Cold Fusion part deux, short every oil, gas & utility on the planet??

Discussion in 'Chit Chat' started by tmarket, Jan 23, 2011.

  1. Where have you guys been the last three days? I rely on this website for the most eye catching news, controversies and conspiracies.

    Italian scientists claim to have demonstrated cold fusion (w/ Video)
    January 20, 2011 by Lisa Zyga

    ( -- Few areas of science are more controversial than cold fusion, the hypothetical near-room-temperature reaction in which two smaller nuclei join together to form a single larger nucleus while releasing large amounts of energy. In the 1980s, Stanley Pons and Martin Fleishmann claimed to have demonstrated cold fusion - which could potentially provide the world with a cheap, clean energy source - but their experiment could not be reproduced. Since then, all other claims of cold fusion have been illegitimate, and studies have shown that cold fusion is theoretically implausible, causing mainstream science to become highly speculative of the field in general.

    The claim

    Rossi and Focardi say that, when the atomic nuclei of nickel and hydrogen are fused in their reactor, the reaction produces copper and a large amount of energy. The reactor uses less than 1 gram of hydrogen and starts with about 1,000 W of electricity, which is reduced to 400 W after a few minutes. Every minute, the reaction can convert 292 grams of 20°C water into dry steam at about 101°C. Since raising the temperature of water by 80°C and converting it to steam requires about 12,400 W of power, the experiment provides a power gain of 12,400/400 = 31. As for costs, the scientists estimate that electricity can be generated at a cost of less than 1 cent/kWh, which is significantly less than coal or natural gas plants.
  2. i would not be surprised if the whole thing is a fraud. check out this paragraph:

    "....“My process has nothing to do with the process of Piantelli,” Rossi wrote. “The proof is that I am making operating reactors; he is not.”

    When I visited Piantelli, I began to understand some of the reasons that he had not moved his LENR work into commercialization. His real passion is to help heal people with cancer through his innovations in biophysics. He claims to have a very high success rate. I covered this in more detail in my 2008 article..."

    so one scientists cures cancer and his student/colleague creates cold fusion - sounds too improbable to me.
  3. dave4532


    Sure, no problem, with a 1000 W light bulb I can heat 292 grams of water to 101 deg. C. They are confusing power with energy. Power is energy divided by time. It will take them forever to generate the energy required to move generators. By that time, previously heated water will cool again and more energy will be required to keep it hot. Efficiency will drop below 1. No free lunch.
  4. Pekelo


    OP. before you ejaculate (or bother us with stupid shit like this again) please read the feedback section of your own link.

    Also read about closed loop demonstrations, what these "scientists" refused to do so...

    Now in other news, I know of a start up with a working perpetuum mobile.

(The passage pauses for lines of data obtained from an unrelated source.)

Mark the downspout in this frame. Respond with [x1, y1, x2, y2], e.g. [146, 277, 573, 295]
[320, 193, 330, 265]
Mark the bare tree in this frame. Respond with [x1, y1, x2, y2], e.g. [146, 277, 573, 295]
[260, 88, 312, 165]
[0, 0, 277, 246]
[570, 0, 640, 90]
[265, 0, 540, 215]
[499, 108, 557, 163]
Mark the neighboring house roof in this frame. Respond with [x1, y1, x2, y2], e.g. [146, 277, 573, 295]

Anyone interested??? :)
  5. jprad


    Dry steam at only 1°C above boiling?

    Sounds like bullshit to me.

    Dry steam is superheated and has a very low water vapor content, like around 5% or so. The minimum temperature for that is in the 300-400°F range.
  6. 377OHMS


    The whole thing stinks.

    It works! Buy a reactor and you will see!
  7. Okay, healthy skepticism all around, that's good. Rossi and Focardi also claimed a 1 MW reactor being assembled in the US.

    What they are describing is not a perpetual motion machine, it is a two stage nuclear fusion process at near room temperature that converts nickel and hydrogen to copper. Anyone long nickel futures? Not that this process will use a lot of nickel. Notice that no palladium is required in this process.
    "they in fact ARE describing a second stage positron/electron annihilation occuring in the second describing this

    NiX + P1 -> Cu(X+1)

    Which then decays to:

    Cu(X+1) -> Ni(X+1) + Positron + Neutrino

    Then the positron is annihilating with an electron, which explains a decent portion of the missing mass to energy conversion.

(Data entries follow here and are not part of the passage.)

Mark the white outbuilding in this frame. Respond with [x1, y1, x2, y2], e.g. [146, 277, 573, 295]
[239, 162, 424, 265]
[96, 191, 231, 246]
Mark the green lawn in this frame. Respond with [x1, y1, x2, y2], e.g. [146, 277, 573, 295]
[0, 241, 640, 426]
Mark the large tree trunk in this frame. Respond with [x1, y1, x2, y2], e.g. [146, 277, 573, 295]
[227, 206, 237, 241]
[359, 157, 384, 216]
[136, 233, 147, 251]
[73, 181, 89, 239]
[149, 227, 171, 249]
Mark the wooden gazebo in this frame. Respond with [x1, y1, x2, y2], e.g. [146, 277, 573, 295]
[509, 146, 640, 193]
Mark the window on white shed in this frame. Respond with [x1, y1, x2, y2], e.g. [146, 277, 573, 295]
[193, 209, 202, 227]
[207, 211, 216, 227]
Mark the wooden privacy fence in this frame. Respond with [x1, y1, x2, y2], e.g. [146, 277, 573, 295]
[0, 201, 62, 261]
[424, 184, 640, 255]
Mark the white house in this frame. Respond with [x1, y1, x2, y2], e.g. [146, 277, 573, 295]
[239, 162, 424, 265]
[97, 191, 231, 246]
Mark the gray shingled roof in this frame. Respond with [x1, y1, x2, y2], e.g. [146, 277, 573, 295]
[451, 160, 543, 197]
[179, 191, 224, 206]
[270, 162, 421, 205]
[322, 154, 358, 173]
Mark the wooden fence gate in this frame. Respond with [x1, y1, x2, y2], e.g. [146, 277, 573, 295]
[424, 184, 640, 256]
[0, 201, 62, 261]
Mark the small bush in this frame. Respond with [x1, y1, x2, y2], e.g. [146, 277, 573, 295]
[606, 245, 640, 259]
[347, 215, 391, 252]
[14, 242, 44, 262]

    Then one process produces a neutrino while another process produces an anti-neutrino, so while incredibly unlikely, I suppose if these two collide they too would annihilate.

    All of these things taken together would be in the ball park for the right energy for going all the way from Ni58 to Cu63. Since the annihilated electrons are coming from locations other than the atomic nuclei, their mass-energy did not originate in the nuclei, but in the orbitals of surrounding atoms. Positrons, being charged, would naturally be attracted straight to electrons: they probably can't miss..."
  8. Those of us who are old enough will remember the promise that nuclear generation of electricity would be so cheap that we would not need meters.
  9. Oh yes and to be fair before UK utilities were carved up and privatised it was cheap.

    And before anyone jumps in and cries "state support" sorry folks it kept house rather well.